My one week rotala macrandra is lossing all the old leaves, is it normal.
Do they require less light, currently its right under the 30W LED flood light.










Tank Specification:
10 Gallon
8 Hours Lighting, One LED flood light and 6500K CFL
DIY CO2
Dirted and capped with Eco-complete
PPS Pro fertz
Temperature: 82-84F 
Fish: Gupy,Danios,Neon


One of the floating tip which I planted in a 5 Gallon non CO2, eco-complete, one 6500k CFL seems doing way better than these big stems.


----------



## Opare (Sep 9, 2015)

I would think it is transitioning to new parameters. If it is still not looking good in a month+, I would then be concerned. Snip the old ratty bottoms and plants the new tops once you get enough new growth.
The floating tip is probably doing better because it is new growth, and doesn't need to shed all the old growth like these stems.

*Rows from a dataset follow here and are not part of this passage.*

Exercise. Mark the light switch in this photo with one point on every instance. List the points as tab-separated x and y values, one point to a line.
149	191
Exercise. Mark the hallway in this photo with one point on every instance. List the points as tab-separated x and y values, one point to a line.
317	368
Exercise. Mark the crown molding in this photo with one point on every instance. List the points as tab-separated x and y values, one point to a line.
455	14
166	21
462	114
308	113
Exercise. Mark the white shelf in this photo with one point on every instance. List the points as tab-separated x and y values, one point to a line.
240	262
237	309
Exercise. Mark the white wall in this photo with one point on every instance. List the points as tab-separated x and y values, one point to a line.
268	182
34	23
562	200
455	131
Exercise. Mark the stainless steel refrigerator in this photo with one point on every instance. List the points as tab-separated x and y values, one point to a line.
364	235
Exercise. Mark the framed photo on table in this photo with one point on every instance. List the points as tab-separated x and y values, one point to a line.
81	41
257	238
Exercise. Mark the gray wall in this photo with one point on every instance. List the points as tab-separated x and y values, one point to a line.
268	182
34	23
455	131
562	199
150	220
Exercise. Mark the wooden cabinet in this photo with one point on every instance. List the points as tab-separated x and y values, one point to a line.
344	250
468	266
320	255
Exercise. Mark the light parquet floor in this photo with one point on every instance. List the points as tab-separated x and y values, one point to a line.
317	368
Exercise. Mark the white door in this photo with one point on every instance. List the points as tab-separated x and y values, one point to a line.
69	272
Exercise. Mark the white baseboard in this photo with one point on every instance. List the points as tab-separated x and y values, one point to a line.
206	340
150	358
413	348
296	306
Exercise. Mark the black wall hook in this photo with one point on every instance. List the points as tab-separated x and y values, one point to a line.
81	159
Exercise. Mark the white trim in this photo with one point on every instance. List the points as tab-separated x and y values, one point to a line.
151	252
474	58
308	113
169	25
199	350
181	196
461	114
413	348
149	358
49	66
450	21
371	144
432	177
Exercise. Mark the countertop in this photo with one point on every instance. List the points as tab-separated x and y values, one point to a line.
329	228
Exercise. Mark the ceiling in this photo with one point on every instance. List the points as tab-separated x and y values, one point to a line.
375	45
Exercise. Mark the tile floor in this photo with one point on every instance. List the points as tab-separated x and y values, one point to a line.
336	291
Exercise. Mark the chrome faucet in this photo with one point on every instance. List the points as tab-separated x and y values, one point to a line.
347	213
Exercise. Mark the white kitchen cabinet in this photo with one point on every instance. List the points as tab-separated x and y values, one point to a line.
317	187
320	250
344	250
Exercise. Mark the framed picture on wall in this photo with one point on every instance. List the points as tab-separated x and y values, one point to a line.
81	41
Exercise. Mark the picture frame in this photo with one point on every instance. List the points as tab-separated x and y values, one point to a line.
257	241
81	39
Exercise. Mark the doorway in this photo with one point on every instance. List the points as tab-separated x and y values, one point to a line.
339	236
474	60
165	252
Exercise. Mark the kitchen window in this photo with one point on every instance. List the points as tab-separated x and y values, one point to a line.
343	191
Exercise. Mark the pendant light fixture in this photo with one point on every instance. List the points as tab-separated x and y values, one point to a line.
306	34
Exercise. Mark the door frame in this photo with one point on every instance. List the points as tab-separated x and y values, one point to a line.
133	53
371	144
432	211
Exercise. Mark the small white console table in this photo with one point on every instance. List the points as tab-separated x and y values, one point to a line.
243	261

Sent from my iPhone using Tapatalk


----------



## OVT (Nov 29, 2011)

It is normal.
R. macranda is one of the most difficult plants to grow in the hobby.

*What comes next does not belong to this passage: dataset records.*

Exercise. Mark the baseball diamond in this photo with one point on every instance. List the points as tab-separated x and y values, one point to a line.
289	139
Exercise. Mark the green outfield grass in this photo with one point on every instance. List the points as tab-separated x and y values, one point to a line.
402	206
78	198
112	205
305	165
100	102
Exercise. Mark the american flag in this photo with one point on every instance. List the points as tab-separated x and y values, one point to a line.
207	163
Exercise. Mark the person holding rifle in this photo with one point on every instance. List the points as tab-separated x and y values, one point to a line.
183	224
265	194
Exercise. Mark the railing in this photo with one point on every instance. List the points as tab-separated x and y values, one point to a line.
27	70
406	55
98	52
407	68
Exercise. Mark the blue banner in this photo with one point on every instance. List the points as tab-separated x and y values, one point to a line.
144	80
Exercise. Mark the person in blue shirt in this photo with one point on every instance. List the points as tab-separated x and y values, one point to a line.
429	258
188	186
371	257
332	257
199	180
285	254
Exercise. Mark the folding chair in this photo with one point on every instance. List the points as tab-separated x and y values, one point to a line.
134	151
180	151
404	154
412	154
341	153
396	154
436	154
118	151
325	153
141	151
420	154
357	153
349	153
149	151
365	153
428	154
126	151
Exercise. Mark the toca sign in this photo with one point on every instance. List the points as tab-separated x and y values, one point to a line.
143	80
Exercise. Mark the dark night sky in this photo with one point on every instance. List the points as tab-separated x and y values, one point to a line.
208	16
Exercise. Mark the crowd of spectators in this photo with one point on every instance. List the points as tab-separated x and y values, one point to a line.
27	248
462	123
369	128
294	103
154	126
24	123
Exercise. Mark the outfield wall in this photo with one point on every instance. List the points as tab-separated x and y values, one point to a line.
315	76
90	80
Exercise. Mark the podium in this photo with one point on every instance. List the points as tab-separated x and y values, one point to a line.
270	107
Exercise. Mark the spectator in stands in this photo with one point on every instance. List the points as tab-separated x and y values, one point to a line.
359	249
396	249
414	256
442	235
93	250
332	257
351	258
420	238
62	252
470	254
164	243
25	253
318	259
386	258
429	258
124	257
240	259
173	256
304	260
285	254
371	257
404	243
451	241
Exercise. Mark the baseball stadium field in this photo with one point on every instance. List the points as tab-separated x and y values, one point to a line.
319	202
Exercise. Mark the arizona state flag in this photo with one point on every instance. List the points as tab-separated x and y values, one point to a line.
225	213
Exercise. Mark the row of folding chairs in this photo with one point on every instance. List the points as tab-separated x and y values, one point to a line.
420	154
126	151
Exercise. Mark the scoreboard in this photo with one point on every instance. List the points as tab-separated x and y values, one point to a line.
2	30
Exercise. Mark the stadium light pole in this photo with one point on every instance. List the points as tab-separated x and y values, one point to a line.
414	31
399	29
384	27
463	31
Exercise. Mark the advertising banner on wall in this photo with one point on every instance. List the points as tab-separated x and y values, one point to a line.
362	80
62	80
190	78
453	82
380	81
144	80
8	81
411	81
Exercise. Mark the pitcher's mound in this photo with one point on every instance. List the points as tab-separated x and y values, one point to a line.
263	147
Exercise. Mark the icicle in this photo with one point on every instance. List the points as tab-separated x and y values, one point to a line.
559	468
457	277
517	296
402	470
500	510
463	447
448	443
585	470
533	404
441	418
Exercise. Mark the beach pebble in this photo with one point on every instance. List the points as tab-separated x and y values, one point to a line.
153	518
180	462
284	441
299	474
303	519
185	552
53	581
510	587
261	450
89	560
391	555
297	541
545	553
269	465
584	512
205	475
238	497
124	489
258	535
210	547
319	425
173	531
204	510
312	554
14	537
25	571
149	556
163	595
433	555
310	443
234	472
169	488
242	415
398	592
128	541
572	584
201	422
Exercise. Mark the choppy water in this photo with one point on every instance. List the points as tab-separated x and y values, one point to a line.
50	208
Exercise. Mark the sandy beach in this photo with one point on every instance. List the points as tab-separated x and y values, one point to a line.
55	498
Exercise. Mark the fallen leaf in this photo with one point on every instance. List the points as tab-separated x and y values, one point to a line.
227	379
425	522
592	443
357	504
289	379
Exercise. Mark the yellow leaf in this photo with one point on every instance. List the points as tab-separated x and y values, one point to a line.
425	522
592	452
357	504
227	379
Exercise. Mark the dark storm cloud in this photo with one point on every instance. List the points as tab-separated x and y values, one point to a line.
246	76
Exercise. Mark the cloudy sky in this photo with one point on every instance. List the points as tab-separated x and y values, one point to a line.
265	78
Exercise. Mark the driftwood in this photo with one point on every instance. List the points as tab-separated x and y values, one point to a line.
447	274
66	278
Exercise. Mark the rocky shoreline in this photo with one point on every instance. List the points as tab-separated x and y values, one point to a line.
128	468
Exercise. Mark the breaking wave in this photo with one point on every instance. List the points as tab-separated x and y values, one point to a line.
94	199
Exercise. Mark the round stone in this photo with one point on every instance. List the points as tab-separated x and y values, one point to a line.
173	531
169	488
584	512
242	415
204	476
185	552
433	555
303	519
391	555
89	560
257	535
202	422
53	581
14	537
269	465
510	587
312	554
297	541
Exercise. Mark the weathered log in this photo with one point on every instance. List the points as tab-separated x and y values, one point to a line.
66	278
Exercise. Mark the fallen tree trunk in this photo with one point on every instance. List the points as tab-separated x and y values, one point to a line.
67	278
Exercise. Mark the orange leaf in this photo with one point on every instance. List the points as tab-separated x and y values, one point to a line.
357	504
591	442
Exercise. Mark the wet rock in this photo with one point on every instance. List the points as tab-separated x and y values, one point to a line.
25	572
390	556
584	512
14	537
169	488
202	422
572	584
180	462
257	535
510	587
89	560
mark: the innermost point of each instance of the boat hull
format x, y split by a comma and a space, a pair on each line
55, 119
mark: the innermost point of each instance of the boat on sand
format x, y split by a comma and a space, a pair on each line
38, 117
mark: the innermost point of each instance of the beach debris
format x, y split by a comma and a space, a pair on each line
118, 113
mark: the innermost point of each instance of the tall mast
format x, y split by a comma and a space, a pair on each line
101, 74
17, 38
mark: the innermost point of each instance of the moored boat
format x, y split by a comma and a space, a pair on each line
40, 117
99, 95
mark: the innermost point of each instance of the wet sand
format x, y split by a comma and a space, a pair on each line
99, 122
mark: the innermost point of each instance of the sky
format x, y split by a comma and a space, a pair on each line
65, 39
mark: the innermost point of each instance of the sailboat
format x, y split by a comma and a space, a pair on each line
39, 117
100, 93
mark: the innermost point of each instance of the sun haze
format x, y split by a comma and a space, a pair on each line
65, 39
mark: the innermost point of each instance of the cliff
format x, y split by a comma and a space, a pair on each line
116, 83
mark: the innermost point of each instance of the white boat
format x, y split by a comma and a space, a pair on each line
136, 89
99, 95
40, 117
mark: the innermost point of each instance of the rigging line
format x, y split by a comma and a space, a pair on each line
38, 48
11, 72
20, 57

You have already figured this: let several younger stems float in the tank. Once they start branching and developing new roots, plant them.

In my personal experience, this plant requires way more light then is reasonable for average tanks. Increasing the light in turn necessitates increasing co2 and other ferts. Enjoy the ride.


----------



## dukydaf (Dec 27, 2004)

I agree with the changing of parameters... plants behave differently when just introduced. Are the other plants ok ? Do they have any problems ?

PPS Pro is meant to start lean and adjust individual nutrient dosing until your plants show no problems and there is little to no excess of any nutrient. Maybe you are running lean on some nutrient ? P ?

Also provide good water flow around the plant. This plant seems like one which really likes the flow/CO2


----------



## Watercrayfish (Apr 21, 2016)

Thank you all. 

Its the transitioning, I pulled out one stem to replant it somewhat away from the light source. There is heavy root growth. Also trimmed one of the plant and replanted the new part, I know I should have left it alone.

I am still confused on the lighting requirement for this plant. I read high light is not good.


----------



## OVT (Nov 29, 2011)

Hight light is not good for what?


----------